Sometimes I think that maybe my husband is not “playing
with a full deck”. I am not for a moment suggesting that he is stark raving mad
or sinisterly psychotic. But he is just not with the rest of us really. Let me recount
two recent incidents. Well two and a half really and the half is telling -maybe.
Yesterday was a Saturday. You may remember how
I get up at four a.m. in the morning to do my Greek homework on a Saturday, fairly
regularly, and yesterday was no exception. By eight I was home-worked out and
getting ready to face the day. Bryan was awake. Wonder of wonders and sitting
up in bed reading Facebook status updates. Someone, probably one of my cousins,
had posted a comment about being in bed reading with a cup of coffee. Bryan made
a remark in a sighing, plaintive, pitiful breath, about how he would love to be
doing the same thing but “no-one…” imagine a heavy sigh and hang-dog expression
“…had made him coffee”. A sane person would not have said that. A sane person
would have kept very quiet. I am just
saying…
The next happening was this evening. I was SLAVING
in the kitchen making supper. Let me qualify something here for the sake of
honesty and full disclosure. I have not cooked much recently what with Frances the amazing cook visiting and
us all going out a fair bit and also my not being all that hungry in the
evenings recently so having tea and toast for supper….. Anyway back to the guilty slaving over dinner.
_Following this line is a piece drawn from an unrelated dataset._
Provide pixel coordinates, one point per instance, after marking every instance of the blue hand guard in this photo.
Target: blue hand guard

Bryan was “going to watch Rugby because it is SUNDAY”. He rummaged around in
the fridge looking for beer. Like you have to track the contents of a fridge…….
And found a lone beer. Astonished he asked “Where have all the beers gone??” Now,
of the two people who live in our apartment, only one of us drinks beer and it
is not me. I pointed out to him that if he does not restock the fridge there
won’t be any beers in the fridge. “But” says Bryan, “Where did all the beers go
that were in the fridge?” I could only conclude that perhaps when I open the
fridge door the beers grab the opportunity to roll out of the fridge and
somehow drag themselves to the front door were they hide (quivering with
excitement and a bit of fear) waiting for the door to be opened so that they
can make a break from the tyranny of our household and off to the freedom of - I
have no idea where. A sane person would
not ask “where have all the beers gone” now would they? Bryan also wanted to
know “where the biltong was?” There was none so he grabbed a handful of heart
shaped chocolates instead -a parting gift from Frances. I presume because somehow
in his special world chocolate and beer go together.
I love him dearly but really there are Heavenly
Angels out there with more self-preservation than he has. And I ask you
chocolate with beer????????
2 comments:
Bacon dipped in chocolate IS god, so long as the bacon is crispier than, well, umm, I don't know what, and the chocolate very dark. Try it - there's a bag of 80% in 'my' cupboard. Gives you an excuse to crack open a rasher or two...
p.s. i meant 'good' not 'god'. netbook, schmetbook.